Warren Luther CHEDESTER, Appellant,
v.
The STATE of Nevada, Respondent.
No. 7444.
Supreme Court of Nevada.
May 21, 1975.Horace R. Goff, State Public Defender and Gary A. Sheerin, Deputy Public Defender, Carson City, for appellant.
Robert List, Atty. Gen., Carson City, Larry R. Hicks, Dist. Atty. and Kathleen M. Wall, Asst. Chief Deputy Dist. Atty., Reno, for respondent.
OPINION
ZENOFF, Justice:
On July 27, 1973, Warren Luther Chedester was convicted of attempting to obtain money by false pretenses and sentenced to a term of five years in the Nevada State Prison, sentence to be suspended and probation granted for three years.
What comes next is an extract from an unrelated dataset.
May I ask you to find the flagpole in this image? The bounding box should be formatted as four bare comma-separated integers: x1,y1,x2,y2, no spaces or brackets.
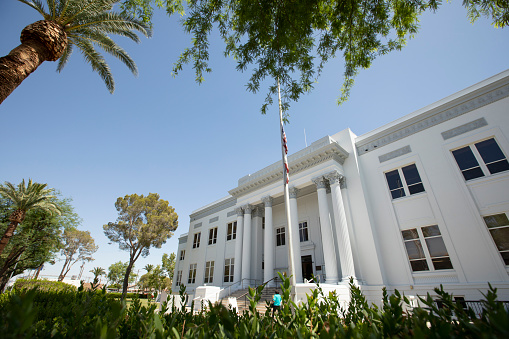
277,77,297,290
The conviction stems from Chedester's conduct on December 22 and December 29 of 1972 when he met with an undercover officer of the Reno Police Department on the tip of an informant who had firsthand knowledge that Chedester was promising to heal persons by use of a sonic meter which is a toy lie detector apparatus. The idea was that by connecting the machine to the fingertips it monitored spirtual and emotional responses to questions and somehow cleansed the soul. Chedester's defense was that being of a religious mind, family and background he believed sincerely that when the spirit is troubled there are observable, physical and emotional manifestations which can sometimes be eliminated or reduced by the act of the spirit. He neglected, however, to relate these beliefs to the arresting and complaining officers.
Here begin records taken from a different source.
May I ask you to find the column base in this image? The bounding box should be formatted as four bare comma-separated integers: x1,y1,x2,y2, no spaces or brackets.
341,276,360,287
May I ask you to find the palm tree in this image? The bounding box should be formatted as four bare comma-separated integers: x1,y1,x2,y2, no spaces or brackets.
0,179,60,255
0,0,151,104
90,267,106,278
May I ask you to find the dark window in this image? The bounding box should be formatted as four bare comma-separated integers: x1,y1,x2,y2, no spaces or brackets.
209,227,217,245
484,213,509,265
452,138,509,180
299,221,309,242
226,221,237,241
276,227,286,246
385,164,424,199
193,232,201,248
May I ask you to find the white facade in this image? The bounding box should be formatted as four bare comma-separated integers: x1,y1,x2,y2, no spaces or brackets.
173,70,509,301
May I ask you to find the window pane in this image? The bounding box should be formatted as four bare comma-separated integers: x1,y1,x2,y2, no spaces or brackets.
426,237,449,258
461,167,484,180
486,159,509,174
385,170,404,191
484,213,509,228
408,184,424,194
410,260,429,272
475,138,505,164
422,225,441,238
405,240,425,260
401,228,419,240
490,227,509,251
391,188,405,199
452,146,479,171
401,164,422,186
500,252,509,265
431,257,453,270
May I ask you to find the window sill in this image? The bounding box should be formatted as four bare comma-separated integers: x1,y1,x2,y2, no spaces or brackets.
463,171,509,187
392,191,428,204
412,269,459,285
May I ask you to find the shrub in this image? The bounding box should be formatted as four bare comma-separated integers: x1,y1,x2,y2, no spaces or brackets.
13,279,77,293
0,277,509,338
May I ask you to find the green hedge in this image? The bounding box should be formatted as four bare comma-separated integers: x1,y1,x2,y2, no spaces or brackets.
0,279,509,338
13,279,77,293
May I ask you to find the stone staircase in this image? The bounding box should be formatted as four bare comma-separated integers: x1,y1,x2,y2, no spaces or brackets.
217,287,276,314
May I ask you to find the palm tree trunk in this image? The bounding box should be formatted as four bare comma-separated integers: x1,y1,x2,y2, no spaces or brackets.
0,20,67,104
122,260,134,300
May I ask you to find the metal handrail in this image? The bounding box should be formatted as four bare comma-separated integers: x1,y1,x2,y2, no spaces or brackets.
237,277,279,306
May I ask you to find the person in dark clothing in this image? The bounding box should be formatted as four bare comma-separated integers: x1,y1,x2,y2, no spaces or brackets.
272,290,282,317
His issues on appeal are whether the intended victim of the misrepresentations must actually be deceived in order for a conviction of attempting to obtain money by false pretenses to stand and whether his conduct was exempt from prosecution for his claim that his activities were in exercise of his freedom of religion.
1. The great weight of authority which we adopt holds that it is not necessary *795 that the defendant's intended victim be deceived by the falsity of the representations. See People v. Camodeca, 52 Cal.2d 142, 338 P.2d 903, 906 (1959); People v. Lynam, 261 Cal. App.2d 490, 68 Cal. Rptr. 202 (1968).
2. Chedester administered his so-called treatments for a fee. He never told the officer that his ministering of treatment was a form of religious practice which he claimed at trial and on this appeal.
In order to raise this religious defense he must be held to have explicitly proffered himself as making religious, as opposed to medical, scientific or otherwise secular, claims. Founding Church of Scientology v. United States, 133 U.S. App.D.C. 229, 409 F.2d 1146 (1969), cert. denied, 396 U.S. 963, 90 S.Ct. 434, 24 L.Ed.2d 427 (1969).
Affirmed.
GUNDERSON, C.J., and BATJER, MOWBRAY and THOMPSON, JJ., concur.